В углу на соломе лежал также скованный товарищ его Богаченко, лет двадцати шести. Более походить на гиену человеку невозможно: как у нее, взор его сверкал наглостью, беспокойством и бешенством. Я не подошел к нему, а посмотрел в лорнет, "Что, барин, -- сказал он мне, злобно улыбаясь, -- ты, кажется, не стар, а, видно, совсем ослеп". Потом пустился он мне доказывать права разбойников вооруженной рукой собирать дани с господ, которые безо всякого труда и опасности грабят своих крестьян. Я взглянул на него с ужасом и омерзением. "Ну, барин, -- сказал он мне, -- хорошо, что меня встретил не в лесу, не так бы там на меня ты посмотрел".

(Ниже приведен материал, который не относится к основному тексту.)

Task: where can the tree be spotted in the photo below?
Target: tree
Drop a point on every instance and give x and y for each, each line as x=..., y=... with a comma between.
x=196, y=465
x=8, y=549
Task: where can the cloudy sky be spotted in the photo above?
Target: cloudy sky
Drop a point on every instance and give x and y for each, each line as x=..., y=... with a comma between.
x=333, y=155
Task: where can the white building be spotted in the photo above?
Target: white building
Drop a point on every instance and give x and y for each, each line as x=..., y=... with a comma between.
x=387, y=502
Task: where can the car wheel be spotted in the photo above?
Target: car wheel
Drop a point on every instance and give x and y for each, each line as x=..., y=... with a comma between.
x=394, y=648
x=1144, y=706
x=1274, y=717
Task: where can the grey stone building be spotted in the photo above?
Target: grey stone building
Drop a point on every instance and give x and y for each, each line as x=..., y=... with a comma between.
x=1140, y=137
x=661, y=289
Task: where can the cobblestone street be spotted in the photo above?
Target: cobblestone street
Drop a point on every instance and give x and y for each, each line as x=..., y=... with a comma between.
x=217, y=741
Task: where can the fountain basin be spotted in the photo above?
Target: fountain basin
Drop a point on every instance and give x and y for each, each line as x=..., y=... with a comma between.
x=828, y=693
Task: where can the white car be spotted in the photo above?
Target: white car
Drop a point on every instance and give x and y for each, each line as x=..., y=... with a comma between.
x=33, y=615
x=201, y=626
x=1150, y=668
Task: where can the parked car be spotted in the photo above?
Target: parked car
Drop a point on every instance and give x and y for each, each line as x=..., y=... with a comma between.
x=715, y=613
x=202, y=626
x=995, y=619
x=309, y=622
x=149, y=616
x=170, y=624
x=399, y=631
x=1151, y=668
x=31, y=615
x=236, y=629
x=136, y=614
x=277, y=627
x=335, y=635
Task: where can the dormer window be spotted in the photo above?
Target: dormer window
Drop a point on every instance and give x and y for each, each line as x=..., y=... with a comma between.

Третий на соломе был семнадцатилетний мальчик Славич, усыновленный Урсулом. Этот был весел и, кажется, никак не понимал своего положения. Он полагал, что батько себя и их непременно будет уметь выручить. Все трое были беглые украинцы: молдаване за их ремесло неохотно брались.
Суд над ними продолжайся все лето. Ничего не дознались, а в это время хитрый и смелый Богаченко успел кого-то подкупить и, перепилив свои оковы, бежал один. Тогда поспешили с исполнением приговора. Все дивились твердости духа Урсула, который во все время казни не испустил не единой жалобы, ни единого вздоха. Мальчик Славич шел бодро, но после первого удара, данного палачом, как ребенок раскричался, приговаривая: простите, виноват, виноват, не буду. Первый после тяжкого наказания кнутом через два дни умер, последнего сослали на каторжную работу.